一時払いとは全ての保険料を一度に支払ってしまうこと
一時払いは、保険契約時に契約期間内の保険料を全て支払ってしまうことになります。例えば、10年払込の保険を一時払いするということになれば、10年分(12×10年=120か月分)の保険料を支払うことになり、とても大きな額を一度で支払うことになります。
保険会社側からすると一度に保険料を受け取れるため、月払いや年払いのように都度払いと比べ、受け取りにかかる手間が少なくなることになります。
契約者側からすると手数料を必要としない保険料となるため、非常に保険料の負担が軽くなりますが、支払った保険料に相当する期間より少ない期間で保険事故が発生した(未経過期間がある)場合でもすでに支払った保険料は戻ってくることはありません。
つまり、一時払いにすると保険料払込期間分生存していれば多少の保険料を節約することができますが、保険契約後に早く死亡すればするほど大きな保険料払い損になってしまいます。
また、最初の年に全ての保険料を支払うことになるため、生命保険料控除も保険料を支払った最初の年だけとなってしまいます。
全期前納とは全期間分の保険料を前もって預けておくこと
全期前納は、保険料を一括して保険会社に預けるという形になり、保険会社は預けられた保険料を都度払いと同じように処理しますので、保険事故が起きた際に未経過期間分の保険料は戻ってくることになりますし、払込期間が満了となるまでの間は生命保険料控除を受けることもできます。
ただし、預けた保険料の処理や年毎の生命保険料控除に関する処理に手間がかかり、その分の手数料が必要となりますので、保険料総額で比較すると一時払いよりも高くなります。

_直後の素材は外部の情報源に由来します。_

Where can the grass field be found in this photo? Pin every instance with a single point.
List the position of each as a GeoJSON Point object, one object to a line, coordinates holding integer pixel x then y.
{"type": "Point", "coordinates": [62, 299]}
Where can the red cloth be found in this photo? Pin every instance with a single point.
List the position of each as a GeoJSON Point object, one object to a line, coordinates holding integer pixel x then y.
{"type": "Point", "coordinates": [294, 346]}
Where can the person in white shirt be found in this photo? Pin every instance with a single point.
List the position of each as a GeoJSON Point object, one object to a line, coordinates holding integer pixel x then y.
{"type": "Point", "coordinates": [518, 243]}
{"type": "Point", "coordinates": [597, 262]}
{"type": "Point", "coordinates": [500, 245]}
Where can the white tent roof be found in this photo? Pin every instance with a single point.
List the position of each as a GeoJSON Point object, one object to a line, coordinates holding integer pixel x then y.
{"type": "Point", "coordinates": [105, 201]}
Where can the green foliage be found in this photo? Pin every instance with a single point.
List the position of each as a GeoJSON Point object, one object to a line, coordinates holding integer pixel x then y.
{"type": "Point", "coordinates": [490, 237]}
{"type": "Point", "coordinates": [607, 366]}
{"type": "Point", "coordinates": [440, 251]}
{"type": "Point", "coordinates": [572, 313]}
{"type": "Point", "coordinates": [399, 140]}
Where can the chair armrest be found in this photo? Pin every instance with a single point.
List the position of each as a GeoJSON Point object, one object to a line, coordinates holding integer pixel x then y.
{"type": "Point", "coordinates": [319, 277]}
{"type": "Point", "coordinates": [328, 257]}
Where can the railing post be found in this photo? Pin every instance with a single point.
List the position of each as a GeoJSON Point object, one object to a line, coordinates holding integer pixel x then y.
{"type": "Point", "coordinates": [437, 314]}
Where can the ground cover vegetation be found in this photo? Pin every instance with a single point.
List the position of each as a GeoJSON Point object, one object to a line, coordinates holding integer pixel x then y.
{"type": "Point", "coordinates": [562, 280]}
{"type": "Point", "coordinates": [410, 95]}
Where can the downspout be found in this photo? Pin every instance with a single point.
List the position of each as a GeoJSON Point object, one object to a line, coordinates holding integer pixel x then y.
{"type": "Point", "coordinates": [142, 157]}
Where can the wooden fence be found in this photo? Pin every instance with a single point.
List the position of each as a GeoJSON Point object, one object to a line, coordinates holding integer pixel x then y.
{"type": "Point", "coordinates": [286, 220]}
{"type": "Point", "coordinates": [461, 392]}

とは言え、全期前納も一括払いの部類となりますので、有期払い(都度払い)よりも保険料総額が安くなります。
※保険会社によっては保険料に差がない場合もありますので、事前に確認する必要があります。
一括払い早わかり
- 一括払いは保険契約時に全ての保険料を保険会社へ支払うこと
- 一括払いには2種類ある
⇒一時払い:保険料をすべて支払う
⇒全期前納:保険料をすべて預ける - 一時払いはもっとも保険料総額が安くなる
- 一時払いは未経過期間の払戻しはなく生命保険料控除も一度だけ
- 全期前納は未経過期間の保険料の払戻しがあり生命保険料控除も毎年受けられる
- 全期前納は一時払いに比べて保険料が割高
未来のことは誰にもわかりませんが、現在のライフスタイルや健康状態、契約時の貯蓄などを考えながら選択することで保険料をよりお得に抑えることができる可能性があります。
一時払いと全期前納では、異なる点もありますが一度に大きな金額を動かすことに変わりありませんので、その後の生活に無理がかからないようにしたいところですね。